Free to Total prostate-specific antigen Ratio
One of the more recent prostate-specific antigen derivatives is the comparison of unbound (free) prostate-specific antigen to the total amount of prostate-specific antigen in the serum. The prostate-specific antigen can exist as free prostate-specific antigen and as prostate-specific antigen bound to a2-antichymotrypsin (ACT) or a2-macroglobulin (A2M).’ The prostate-specific antigen bound to A2M (prostate-specific antigen-A2M) is anti-genically shielded and not measurable by any prostate-specific antigen assay. The prostate-specific antigen-ACT complex, however, is immunoreactively unique and can be measured in the serum as a separate moiety. As a result, it is possible to compare the amount of free prostate-specific antigen to the total amount of prostate-specific antigen (free + prostate-specific antigen-ACT). Lilja and colleagues documented that the majority of prostate-specific antigen in the serum is complexed to ACT, accounting for approximately 85% of the total serum prostate-specific antigen. They later compared the ratio of free:total prostate-specific antigen in men with benign prostatic hyperplasia to the free:total prostate-specific antigen of men with prostate cancer. They found that the free:total ratio was significantly lower in men with prostate cancer than men with benign prostatic hyperplasia (18 versus 28%, respectively, p < .0001). Importantly, this difference was present for prostate-specific antigen values above and below 10 ng per mL. They concluded that the use of free:total prostate-specific antigen ratio would allow for a differentiation of elevated prostate-specific antigen levels secondary to benign prostatic hyperplasia and prostate cancer without decreasing the sensitivity of prostate-specific antigen.
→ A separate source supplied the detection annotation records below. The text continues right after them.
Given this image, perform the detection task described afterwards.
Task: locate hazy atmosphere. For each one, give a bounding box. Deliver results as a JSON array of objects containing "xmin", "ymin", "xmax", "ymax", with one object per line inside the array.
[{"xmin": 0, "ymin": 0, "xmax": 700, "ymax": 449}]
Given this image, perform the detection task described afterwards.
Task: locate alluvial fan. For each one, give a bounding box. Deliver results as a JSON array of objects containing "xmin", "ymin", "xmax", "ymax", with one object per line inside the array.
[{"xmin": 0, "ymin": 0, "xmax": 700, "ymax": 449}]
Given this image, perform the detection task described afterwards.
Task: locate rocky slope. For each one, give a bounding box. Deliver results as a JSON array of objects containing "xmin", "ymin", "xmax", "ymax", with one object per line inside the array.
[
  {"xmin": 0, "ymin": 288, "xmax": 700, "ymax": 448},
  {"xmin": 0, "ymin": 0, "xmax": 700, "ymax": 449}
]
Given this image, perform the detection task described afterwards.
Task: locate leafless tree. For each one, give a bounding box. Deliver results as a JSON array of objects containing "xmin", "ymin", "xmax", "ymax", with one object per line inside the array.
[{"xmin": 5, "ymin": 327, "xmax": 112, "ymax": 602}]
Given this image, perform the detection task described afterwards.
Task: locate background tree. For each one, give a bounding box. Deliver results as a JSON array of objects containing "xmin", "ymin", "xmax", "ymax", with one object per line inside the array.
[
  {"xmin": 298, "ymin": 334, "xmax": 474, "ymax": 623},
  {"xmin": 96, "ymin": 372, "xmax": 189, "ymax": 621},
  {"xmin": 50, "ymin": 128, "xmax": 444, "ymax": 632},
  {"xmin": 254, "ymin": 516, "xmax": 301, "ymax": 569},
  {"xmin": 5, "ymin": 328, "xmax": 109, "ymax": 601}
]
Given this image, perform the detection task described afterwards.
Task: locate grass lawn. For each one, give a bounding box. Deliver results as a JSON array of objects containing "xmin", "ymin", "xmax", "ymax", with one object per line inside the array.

The explanation of why prostate-specific antigen secreted from benign prostatic hyperplasia is less likely to be bound to ACT (higher free:total ratio) may be found within prostate cancer cells. Bjork and colleagues found that prostate cancer cells produce not only prostate-specific antigen, but also ACT. This coexpression of prostate-specific antigen and ACT may allow for an increased likelihood of a prostate-specific antigen-ACT complex when prostate-specific antigen is expressed from a cancer cell as opposed to a benign cell. However, this is only speculative and the reason or reasons behind the observed free:total differences remain unknown.
Regardless of the explanation for the increased prostate-specific antigen-ACT complex in prostate-specific antigen expressed from prostate cancer cells (lower free:total ratios), free:total prostate-specific antigen ratios improve prostate-specific antigen specificity for patients with serum prostate-specific antigen levels in the 4 to 10 ng per mL range. The use of Hybritech’s free:total prostate-specific antigen has been granted approval from the Food and Drug Administration, and free:total ratios from other companies are expected to be approved in the near future. However, free:total prostate-specific antigen, like the other prostate-specific antigen derivatives, is not without controversy. A universal free:total prostate-specific antigen cutoff has yet to be established, and it appears that like Prostate-specific antigen density and age- and race-specific prostate-specific antigen, the resultant increases in specificity are at the cost of decreases in sensitivity.